Abstract
During the last few years, the increasing use of diagnostic imaging (especially ultrasound) has allowed a remarkable rise in the detection of asymptomatic, early-stage renal neoplasms, possibly treatable by radical surgery. Renal cell carcinoma, however, is still the renal neoplastic condition with the highest mortality rate, due in most cases to the presence of distal metastases.
Because of a lack of agreement on an efficient systemic therapeutic approach, surgery is generally considered to be the most suitable option to remove metastases: it is technically easy to perform, it can increase survival and the patient's psychological compliance, though metastasectomy is unlikely to cure the metastatic patient.
In our experience, we studied 1475 patients who underwent surgery for renal cell carcinoma from 1983 on. 304 (20%) developed a metastasis; 4 subjects only (5.4%) out of the 74 having multiple metastatic anatomical sites were long-surviving. 39 subjects (16.9%) out of the 230 having single-site metastases are currently disease-free (mean follow-up: 80 months from diagnosis): 33 out of the 111 patients who underwent metastasectomy, 4 out of the 57 who received a medical therapy, 1 out of the 14 being administered radiotherapy, and 1 out of the 48 who were cared under palliative purposes only.

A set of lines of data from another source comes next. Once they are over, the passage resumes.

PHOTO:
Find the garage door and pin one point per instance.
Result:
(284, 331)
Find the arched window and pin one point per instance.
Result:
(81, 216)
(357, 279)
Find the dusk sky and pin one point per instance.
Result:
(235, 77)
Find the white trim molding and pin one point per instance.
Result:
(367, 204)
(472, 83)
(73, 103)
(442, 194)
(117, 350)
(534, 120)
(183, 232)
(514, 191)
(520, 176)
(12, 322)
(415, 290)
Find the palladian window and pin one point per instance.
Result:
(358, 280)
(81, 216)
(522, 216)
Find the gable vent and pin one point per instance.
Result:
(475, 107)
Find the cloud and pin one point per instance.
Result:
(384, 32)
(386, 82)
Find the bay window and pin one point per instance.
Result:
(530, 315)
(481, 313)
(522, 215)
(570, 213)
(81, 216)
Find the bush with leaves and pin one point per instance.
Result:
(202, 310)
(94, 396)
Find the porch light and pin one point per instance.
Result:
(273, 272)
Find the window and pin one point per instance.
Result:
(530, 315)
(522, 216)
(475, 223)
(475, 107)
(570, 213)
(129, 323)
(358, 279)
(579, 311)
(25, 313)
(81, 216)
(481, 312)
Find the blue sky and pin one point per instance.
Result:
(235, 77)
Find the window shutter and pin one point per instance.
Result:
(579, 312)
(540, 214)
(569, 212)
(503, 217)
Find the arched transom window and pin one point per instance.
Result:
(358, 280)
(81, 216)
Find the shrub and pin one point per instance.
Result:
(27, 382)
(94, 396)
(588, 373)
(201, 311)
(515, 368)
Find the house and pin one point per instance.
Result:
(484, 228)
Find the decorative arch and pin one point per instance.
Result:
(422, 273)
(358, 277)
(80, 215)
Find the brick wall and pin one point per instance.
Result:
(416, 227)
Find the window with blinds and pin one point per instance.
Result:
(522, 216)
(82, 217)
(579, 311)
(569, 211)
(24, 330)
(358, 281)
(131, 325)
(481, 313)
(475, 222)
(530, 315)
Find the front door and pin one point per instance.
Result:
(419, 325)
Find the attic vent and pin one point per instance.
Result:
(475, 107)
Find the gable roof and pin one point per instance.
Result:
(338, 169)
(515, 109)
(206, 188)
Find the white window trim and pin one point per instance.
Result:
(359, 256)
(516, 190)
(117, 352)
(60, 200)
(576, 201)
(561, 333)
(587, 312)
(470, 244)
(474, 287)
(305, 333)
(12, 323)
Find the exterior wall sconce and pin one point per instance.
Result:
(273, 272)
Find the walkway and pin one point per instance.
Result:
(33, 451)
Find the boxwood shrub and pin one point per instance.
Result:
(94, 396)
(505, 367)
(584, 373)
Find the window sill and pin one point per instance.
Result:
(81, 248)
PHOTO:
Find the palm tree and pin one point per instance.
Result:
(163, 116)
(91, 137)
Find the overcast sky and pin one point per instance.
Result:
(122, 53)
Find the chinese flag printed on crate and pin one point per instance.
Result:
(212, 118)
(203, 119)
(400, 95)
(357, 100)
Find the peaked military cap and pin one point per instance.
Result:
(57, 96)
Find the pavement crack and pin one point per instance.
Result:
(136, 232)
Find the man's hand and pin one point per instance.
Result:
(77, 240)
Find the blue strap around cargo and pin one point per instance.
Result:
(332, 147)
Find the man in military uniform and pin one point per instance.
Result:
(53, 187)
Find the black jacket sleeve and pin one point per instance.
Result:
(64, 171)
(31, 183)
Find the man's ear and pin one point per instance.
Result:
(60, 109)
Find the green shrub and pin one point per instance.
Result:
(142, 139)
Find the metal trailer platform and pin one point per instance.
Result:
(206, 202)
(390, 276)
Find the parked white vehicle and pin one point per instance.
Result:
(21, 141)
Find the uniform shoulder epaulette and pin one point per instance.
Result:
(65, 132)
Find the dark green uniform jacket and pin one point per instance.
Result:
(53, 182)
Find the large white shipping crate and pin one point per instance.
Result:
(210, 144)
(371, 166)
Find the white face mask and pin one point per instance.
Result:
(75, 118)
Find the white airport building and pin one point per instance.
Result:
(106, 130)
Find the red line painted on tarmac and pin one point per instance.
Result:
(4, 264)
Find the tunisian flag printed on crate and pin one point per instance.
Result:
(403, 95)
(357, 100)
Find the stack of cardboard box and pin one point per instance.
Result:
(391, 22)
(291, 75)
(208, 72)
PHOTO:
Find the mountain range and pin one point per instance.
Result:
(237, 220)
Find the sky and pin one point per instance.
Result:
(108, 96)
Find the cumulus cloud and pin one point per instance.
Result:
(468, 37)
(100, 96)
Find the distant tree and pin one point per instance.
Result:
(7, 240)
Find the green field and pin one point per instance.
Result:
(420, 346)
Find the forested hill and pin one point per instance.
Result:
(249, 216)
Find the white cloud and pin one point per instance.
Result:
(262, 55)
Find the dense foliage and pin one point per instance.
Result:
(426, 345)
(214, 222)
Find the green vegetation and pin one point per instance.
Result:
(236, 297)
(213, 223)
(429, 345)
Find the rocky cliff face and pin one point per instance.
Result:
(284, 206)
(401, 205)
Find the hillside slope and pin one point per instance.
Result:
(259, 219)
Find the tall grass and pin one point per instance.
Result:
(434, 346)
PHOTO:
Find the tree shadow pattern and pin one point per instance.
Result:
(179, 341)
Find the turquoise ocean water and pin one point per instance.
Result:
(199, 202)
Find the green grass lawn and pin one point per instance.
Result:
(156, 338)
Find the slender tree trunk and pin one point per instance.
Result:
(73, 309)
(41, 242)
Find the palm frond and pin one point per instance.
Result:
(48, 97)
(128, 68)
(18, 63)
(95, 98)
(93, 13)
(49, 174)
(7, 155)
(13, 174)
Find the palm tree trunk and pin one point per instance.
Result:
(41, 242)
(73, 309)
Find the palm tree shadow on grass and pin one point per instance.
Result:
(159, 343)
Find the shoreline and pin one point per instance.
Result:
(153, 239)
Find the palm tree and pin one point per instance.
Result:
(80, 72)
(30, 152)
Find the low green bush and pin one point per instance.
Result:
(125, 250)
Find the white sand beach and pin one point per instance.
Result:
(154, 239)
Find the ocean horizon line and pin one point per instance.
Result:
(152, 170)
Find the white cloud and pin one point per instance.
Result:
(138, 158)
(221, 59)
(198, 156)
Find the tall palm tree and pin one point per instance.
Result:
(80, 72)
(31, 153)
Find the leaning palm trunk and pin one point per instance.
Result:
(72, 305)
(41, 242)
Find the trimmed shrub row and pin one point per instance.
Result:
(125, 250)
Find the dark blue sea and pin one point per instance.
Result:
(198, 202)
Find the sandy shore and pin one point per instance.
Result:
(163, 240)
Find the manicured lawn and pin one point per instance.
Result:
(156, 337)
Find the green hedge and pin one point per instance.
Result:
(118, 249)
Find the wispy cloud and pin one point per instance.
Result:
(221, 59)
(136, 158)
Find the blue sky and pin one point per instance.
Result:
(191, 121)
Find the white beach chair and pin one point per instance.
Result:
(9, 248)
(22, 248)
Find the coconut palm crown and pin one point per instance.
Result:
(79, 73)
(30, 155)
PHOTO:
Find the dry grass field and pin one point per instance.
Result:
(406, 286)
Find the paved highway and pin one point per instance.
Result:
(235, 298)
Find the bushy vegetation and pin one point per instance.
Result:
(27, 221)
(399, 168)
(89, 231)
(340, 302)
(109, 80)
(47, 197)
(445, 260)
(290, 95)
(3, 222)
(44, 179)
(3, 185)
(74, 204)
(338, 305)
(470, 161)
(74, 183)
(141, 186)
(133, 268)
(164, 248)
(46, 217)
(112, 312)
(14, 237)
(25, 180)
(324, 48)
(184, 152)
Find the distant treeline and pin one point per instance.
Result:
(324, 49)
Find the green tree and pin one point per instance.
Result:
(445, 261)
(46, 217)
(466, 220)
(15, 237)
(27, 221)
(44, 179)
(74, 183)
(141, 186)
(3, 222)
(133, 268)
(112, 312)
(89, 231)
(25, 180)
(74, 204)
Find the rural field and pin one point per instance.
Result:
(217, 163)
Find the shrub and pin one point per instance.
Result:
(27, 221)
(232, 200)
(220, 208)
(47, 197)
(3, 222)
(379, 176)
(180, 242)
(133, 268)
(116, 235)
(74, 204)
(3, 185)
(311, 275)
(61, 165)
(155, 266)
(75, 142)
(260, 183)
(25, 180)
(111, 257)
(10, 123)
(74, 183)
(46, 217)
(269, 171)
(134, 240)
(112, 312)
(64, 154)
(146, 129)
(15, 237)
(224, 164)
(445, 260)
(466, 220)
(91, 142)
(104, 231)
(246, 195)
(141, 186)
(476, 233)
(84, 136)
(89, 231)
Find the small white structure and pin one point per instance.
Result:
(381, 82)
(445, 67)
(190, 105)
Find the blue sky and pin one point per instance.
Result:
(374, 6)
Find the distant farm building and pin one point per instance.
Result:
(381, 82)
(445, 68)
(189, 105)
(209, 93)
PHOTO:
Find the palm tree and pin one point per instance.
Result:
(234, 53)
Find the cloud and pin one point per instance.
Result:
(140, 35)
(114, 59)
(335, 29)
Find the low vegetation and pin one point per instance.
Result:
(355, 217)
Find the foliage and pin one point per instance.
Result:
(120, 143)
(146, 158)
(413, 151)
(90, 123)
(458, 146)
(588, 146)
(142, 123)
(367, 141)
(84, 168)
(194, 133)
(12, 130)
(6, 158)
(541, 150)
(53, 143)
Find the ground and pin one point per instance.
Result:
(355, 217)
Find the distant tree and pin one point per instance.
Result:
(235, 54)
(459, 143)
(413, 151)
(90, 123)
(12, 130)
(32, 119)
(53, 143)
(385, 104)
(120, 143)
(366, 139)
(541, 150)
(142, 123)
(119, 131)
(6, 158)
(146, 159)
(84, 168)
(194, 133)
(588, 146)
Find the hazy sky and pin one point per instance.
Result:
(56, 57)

Therefore we concluded that, in case of single-site (lung or adrenal) metastases, surgery is the most suitable and advisable therapeutic approach, being the only option able to achieve survival even for a small amount of patients.
New biologic drugs are currently under investigation, which can interfere with tumor proliferation and angiogenesis: the study results are still preliminary, nevertheless these drugs open the way to a multimodal medical option of treatment for metastatic renal cell carcinoma.